North American Project Bond Deal of the Year 2011: CHUM Hospital


Collectif CHUM closed a C$3.17 billion ($3.21 billion) financing for the Centre Hospitalier de l’Universite de Montreal (CHUM) concession in Quebec on 9 June 2011. The deal was the first widely distributed B-rated private infrastructure bond in Canada and was by far the largest healthcare concession in North America last year.

The 38.8-year concession is for a new 280,000 square-metre hospital with 772 patient beds, plus retail and office space, and new parking facilities in central Montreal. It is located on the same site as the existing Hopital Saint-Luc and next to Fiera Axium and Meridiam’s C$534 million Centre de Recherche (CR) CHUM concession. The 8.8-year construction period is split into two phases, with operations beginning during the second and continuing for 30 years after substantial completion of the second. CHUM and Infrastructure Quebec awarded it to the Innisfree Secondary Fund (30%), OHL (25%), Laing O’Rourke (25%) and Dalkia (20%)-owned Societe en Commandite Sante Montreal Collectif, or Health Montreal, consortium in February 2011.

A Laing O’Rouke and OHL Construction 50/50 joint venture holds the C$1.99 billion fixed-price date-certain construction contract for CHUM. This is backed with a 50% parent guarantee, letters of credit for 17% of the phase one contract value and 25% of the phase two value, and a 12.5% performance bond provided by Zurich and Liberty Mutual. BBVA provided a C$23.2 million backstop for OHL’s equity commitment to the project, while Societe Generale provided the sponsor with C$135 million of the project’s construction standby letter of credit requirements. Both facilities have a tenor of five years and benefit from guarantees from Cesce.
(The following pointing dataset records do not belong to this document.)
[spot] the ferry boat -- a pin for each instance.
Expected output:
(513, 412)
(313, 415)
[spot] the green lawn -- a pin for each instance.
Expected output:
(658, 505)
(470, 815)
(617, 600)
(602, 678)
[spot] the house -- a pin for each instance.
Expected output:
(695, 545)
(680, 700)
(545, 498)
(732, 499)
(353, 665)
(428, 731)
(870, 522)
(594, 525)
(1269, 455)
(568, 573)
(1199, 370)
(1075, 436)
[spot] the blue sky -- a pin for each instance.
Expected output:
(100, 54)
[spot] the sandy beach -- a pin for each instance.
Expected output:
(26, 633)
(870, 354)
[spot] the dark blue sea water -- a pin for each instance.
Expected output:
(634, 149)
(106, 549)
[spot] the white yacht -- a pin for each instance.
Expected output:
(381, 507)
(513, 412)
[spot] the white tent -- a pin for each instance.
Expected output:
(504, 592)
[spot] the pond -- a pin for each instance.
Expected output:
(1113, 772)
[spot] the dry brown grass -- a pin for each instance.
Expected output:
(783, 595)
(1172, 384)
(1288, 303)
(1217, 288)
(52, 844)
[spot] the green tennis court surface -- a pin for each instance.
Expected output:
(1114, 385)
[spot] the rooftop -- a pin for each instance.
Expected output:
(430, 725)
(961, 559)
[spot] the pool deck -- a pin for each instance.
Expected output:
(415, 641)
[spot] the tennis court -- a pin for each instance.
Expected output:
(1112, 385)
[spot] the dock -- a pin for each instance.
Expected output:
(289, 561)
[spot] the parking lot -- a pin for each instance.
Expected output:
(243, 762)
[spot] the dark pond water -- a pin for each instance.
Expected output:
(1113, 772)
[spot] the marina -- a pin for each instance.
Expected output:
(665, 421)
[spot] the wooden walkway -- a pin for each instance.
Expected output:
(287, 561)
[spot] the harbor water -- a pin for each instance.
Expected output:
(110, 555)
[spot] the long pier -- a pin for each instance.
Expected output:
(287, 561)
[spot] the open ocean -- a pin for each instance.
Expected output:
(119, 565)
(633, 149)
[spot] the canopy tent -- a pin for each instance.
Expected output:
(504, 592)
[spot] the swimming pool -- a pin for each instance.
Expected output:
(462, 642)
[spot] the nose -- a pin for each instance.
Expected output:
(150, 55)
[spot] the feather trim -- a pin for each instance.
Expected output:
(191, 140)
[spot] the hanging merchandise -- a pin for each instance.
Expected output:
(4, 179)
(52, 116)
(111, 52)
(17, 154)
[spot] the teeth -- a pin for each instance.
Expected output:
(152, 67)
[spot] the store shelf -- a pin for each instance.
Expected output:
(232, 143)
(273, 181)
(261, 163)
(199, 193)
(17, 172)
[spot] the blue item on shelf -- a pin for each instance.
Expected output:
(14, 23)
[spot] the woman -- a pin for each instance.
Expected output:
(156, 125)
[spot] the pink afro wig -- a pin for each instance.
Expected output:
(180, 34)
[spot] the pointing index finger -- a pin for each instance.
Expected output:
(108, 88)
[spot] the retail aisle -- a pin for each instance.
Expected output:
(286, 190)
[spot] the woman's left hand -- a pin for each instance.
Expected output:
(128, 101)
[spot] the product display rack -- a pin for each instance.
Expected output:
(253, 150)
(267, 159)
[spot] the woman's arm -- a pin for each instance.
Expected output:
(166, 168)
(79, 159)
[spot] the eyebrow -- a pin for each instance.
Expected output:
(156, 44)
Construction has begun, with phase one scheduled to be completed in April 2016. Phase two is due to be finished in March 2020. Dalkia holds the 33.9-year facilities management contract, which begins once phase one is completed.

Royal Bank of Canada was sole underwriter and lead bookrunner of the C$1.371 billion senior secured bond issue. The 38-year issue priced at 315bp over the equivalent Government of Canada bond and yields 6.721%. The concessionaire will make interest only payments only on the debt until six months after substantial completion, which is currently scheduled for March 2020. The average debt service coverage ratio is 1.25x, according to DBRS.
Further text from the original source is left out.